Por fim, o réu nº 3 referiu-se à necessidade de formular um procedimento permanente sobre o processo de seleção do Comissário, uma necessidade derivada da Resolução 3793. Além disso, a nomeação de um comitê especial de nomeações próximo à discussão do candidato levanta uma real dificuldade na independência do comitê em relação ao nível que nomeia seus membros, diante da real preocupação de que a composição será adequada ao candidato solicitado. Um procedimento permanente ajudará a evitar dependência entre o comitê e o candidato selecionado, garantindo que a seleção seja feita exclusivamente com base em considerações relevantes e competitivas.
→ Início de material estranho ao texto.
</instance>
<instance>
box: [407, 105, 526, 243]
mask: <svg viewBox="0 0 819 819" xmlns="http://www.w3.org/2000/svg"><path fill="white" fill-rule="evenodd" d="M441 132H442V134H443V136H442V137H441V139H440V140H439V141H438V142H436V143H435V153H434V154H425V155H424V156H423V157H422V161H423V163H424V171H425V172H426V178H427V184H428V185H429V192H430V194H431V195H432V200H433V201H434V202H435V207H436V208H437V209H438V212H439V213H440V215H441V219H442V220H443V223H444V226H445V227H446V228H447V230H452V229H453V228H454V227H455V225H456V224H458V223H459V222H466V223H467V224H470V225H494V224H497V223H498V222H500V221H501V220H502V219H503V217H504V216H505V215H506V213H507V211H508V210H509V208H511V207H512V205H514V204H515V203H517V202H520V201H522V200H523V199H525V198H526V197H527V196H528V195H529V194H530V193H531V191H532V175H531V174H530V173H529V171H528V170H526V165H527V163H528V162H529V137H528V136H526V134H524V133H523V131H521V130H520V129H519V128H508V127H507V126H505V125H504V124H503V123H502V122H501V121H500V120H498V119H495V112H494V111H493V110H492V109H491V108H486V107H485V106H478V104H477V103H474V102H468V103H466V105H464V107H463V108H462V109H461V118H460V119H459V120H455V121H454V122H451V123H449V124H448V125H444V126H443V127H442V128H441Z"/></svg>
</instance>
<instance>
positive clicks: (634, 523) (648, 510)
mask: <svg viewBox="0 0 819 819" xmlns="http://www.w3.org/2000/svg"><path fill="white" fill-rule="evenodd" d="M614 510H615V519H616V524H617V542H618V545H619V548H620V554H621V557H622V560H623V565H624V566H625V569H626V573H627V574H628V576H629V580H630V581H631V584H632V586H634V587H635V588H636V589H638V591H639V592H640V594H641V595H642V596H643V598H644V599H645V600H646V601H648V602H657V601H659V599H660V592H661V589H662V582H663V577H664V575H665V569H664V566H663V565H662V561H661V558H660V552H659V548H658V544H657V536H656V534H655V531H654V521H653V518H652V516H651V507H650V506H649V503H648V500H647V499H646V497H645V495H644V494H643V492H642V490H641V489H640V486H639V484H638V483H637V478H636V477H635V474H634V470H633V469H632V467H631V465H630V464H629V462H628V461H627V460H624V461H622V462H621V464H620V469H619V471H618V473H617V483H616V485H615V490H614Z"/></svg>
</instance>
De acordo com a abordagem do réu 3, não há impedimento para manter um procedimento permanente para a nomeação do Comissário, um critério que garantirá uma conexão ideológica entre os dois sem que este último prejudique seu profissionalismo e independência.
- O réu 4 também manteve o raciocínio da opinião da maioria. Segundo ela, a interpretação dos juízes da maioria sobre a seção 6 da Lei de Nomeações é correta e necessária, enquanto a interpretação apresentada na opinião do Vice-Presidente é equivocada. A Seção 6 da Lei não prescreve uma disposição positiva quanto à forma de nomeação do cargo de Comissário, e o simples fato de a seção prever isenção de uma licitação não indica intenção de isentar amplamente a nomeação de qualquer processo competitivo; O fato de que outras posições para as quais uma isenção legal de licitação foi determinada são, na verdade, nomeadas por meio de comitês de busca também ensina que a Seção 6 não isenta a posição de qualquer processo competitivo. Quando os comitês de busca nesses casos não foram estabelecidos por boa vontade do governo, mas de acordo com a diretriz do assessor jurídico do governo; O artigo 6 da Lei não diz nada quanto à identidade da entidade que oferecerá ao Governo um candidato ao cargo de Comissário do Serviço Público, em contraste com outras disposições da lei que estabelecem uma isenção legal do dever de licitação, enquanto que, se o legislativo tivesse visto o cargo de Comissário como uma nomeação pessoal do Primeiro-Ministro, teria determinado explicitamente isso; e uma interpretação segundo a qual o Comissário do Serviço Civil deve ser nomeado como nomeação pessoal, que não garante a politização do cargo, é incompatível com o propósito da Lei.
No mesmo contexto, o réu nº 4 referiu-se à determinação do Vice-Presidente de que o propósito da isenção é na seção 6 A lei é uma ferramenta projetada para ajudar o governo a alcançar seus objetivos, mesmo que isso custe abrir mão de alguns dos mecanismos de defesa que pretendem preservar o caráter profissional e apolítico do serviço público. Essa determinação não está ancorada na lei nem em suas notas explicativas; Outras explicações podem ser isentas, como a rigidez do processo de licitação; Deve ser cautelosa na interpretação que pressupõe uma renúncia à natureza profissional e apolítica do serviço público. De qualquer forma, mesmo que esse seja realmente o propósito da isenção, isso não exige a nomeação do comissário em uma nomeação pessoal. A realização desse objetivo pode e deve ser feita em um processo competitivo. A suposição de que a proximidade ideológica ao primeiro-ministro é necessária para o avanço da política governamental também contradiz o conceito básico do serviço público como um serviço imponente, profissional e neutro, que é independente da identidade ou visão de mundo da pessoa que ocupa o cargo. Além disso, um processo de nomeação que não oferece uma garantia significativa para evitar a politização do comissário do serviço público não constitui uma concessão específica aos mecanismos de defesa, mas sim cria uma brecha significativa neles. O Respondente 4 também enfatizou que, mesmo no âmbito de um processo de nomeação competitivo, o governo manterá um grau significativo de influência sobre a nomeação, seja por meio do desenho do processo competitivo, dos representantes que irão se sentar em seu nome no comitê de seleção, ou da capacidade do governo de escolher um candidato entre vários candidatos propostos.